I think you are speaking mathematically. I think Bill is correct that in many practical contexts, depending on exact methods of implementation, there are benefits to oversampling. http://en.wikipedia.org/wiki/Oversampling
Thanks for the reference to the article on Oversampling. Yes, I agree with the article's reference to three main reasons for oversampling: antialiasing resolution noise One would oversample to obtain a better estimate of the waveform, particularly if there is noise in the signal. But the mere fact that there is noise implies that the Nyquist limit is higher and therefore one has to increase the sampling frequency in order to satisfy the sampling theorem.

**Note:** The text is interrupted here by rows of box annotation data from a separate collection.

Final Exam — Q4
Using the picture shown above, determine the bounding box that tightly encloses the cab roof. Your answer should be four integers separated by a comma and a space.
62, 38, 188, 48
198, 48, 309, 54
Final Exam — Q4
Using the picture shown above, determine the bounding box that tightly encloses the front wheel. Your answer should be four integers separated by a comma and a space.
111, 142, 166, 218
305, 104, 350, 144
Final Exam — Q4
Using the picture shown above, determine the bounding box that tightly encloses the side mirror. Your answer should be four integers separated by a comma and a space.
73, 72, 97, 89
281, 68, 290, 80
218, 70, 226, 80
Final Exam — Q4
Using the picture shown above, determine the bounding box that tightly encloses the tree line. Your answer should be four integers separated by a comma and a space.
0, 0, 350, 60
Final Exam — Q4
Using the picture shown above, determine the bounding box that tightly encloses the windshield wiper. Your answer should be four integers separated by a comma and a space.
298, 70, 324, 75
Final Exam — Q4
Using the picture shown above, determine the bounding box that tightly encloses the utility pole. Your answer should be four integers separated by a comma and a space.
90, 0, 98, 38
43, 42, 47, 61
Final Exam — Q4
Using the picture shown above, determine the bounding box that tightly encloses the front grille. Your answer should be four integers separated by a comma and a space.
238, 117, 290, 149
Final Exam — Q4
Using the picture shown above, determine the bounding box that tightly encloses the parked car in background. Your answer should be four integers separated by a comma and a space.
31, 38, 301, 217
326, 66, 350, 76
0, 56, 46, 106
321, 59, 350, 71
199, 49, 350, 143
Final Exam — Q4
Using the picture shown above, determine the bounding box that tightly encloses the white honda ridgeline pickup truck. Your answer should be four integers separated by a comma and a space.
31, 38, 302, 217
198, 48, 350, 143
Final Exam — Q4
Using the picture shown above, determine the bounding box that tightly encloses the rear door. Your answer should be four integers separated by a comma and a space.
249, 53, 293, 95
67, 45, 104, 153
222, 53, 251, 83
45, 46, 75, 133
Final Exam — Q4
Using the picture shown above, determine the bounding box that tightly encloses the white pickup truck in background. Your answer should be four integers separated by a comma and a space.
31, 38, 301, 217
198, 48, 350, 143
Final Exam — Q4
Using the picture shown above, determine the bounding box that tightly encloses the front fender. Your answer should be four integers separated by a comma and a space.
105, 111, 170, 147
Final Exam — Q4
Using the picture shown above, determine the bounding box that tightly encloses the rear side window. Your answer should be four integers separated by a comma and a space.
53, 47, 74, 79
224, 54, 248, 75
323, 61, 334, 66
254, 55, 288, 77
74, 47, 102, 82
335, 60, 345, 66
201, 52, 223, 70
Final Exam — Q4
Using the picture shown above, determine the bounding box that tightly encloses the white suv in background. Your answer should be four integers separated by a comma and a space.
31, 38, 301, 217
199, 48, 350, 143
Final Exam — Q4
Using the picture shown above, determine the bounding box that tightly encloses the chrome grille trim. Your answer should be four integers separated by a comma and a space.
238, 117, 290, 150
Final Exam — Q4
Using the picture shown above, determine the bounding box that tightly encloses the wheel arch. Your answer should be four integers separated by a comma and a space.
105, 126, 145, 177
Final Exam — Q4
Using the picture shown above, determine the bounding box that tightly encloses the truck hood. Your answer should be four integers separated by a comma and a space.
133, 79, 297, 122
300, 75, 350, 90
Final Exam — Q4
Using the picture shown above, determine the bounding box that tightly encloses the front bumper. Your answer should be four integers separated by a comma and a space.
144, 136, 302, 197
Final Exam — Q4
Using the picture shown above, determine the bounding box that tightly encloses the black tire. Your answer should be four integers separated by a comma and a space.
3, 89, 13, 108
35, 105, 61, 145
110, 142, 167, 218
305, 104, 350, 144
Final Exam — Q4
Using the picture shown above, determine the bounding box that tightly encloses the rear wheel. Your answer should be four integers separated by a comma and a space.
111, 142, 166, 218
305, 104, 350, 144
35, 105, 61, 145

I'm not sure i agree with the logic here. Noise extends up to very high bandwidth, and we normally limit bandwidth to exclude the high frequency noise, which is unnecessary to let in. Normally we use an antialiasing filter, which will only let the noise in within the bandwidth constraint, anyway. Then, one might choose to oversample this signal which is band-limited well below half the oversampling rate. I expect there are normally tradeoffs in choosing the oversampled rate and the cutoff frequency and filter type for the anti aliasing filter.